Compute the tail concentration function (\(q_\mathbf{C}\)) of a copula \(\mathbf{C}(u,v)\) (COP
) or diagnonal (diagCOP
) of a copula \(\delta_\mathbf{C}(t) = \mathbf{C}(t,t)\) according to Durante and Semp (2015, p. 74):
$$q_\mathbf{C}(t) = \frac{\mathbf{C}(t,t)}{t} \cdot \mathbf{1}_{[0,0.5)} + \frac{1 - 2t + \mathbf{C}(t,t)}{1-t} \cdot \mathbf{1}_{[0.5, 1]}\mbox{\quad or}$$
$$q_\mathbf{C}(t) = \frac{\delta_\mathbf{C}(t)}{t} \cdot \mathbf{1}_{[0,0.5)} + \frac{1 - 2t + \delta_\mathbf{C}(t)}{1-t} \cdot \mathbf{1}_{[0.5, 1]}\mbox{,}$$
where \(t\) is a nonexceedance probability on the margins and \(\mathbf{1}(.)\) is an indicator function scoring 1 if condition is true otherwise zero on what interval \(t\) resides: \(t \in [0,0.5)\) or \(t \in [0.5,1]\). The \(q_\mathbf{C}(t; \mathbf{M}) = 1\) for all \(t\) for the M
copula and \(q_\mathbf{C}(t; \mathbf{W}) = 0\) for all \(t\) for the W
copula. Lastly, the function is related to the Blomqvist Beta (\(\beta_\mathbf{C}\); blomCOP
) by
$$q_\mathbf{C}(0.5) = (1 + \beta_\mathbf{C})/2\mbox{,}$$
where \(\beta_\mathbf{C} = 4\mathbf{C}(0.5, 0.5) - 1\). Lastly, the \(q_\mathbf{C}(t)\) for \(0,1 = t\) is NaN
and no provision for alternative return is made.

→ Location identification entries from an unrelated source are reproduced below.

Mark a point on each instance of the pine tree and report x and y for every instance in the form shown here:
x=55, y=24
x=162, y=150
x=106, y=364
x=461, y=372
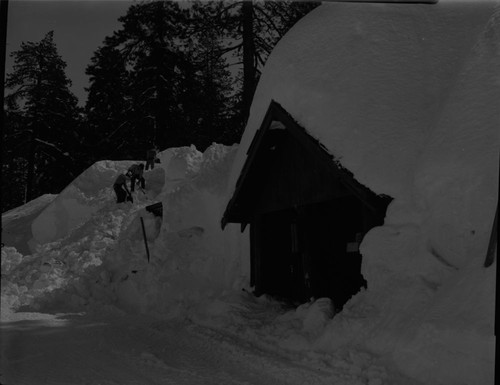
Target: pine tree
x=253, y=27
x=44, y=117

tailconCOP(t, cop=NULL, para=NULL, ...)
Nonexceedance probabilities \(t\);
A copula function;
Vector of parameters or other data structure, if needed, to pass to the copula; and
Additional arguments to pass to the copula function.
Value(s) for \(q_\mathbf{C}\) are returned.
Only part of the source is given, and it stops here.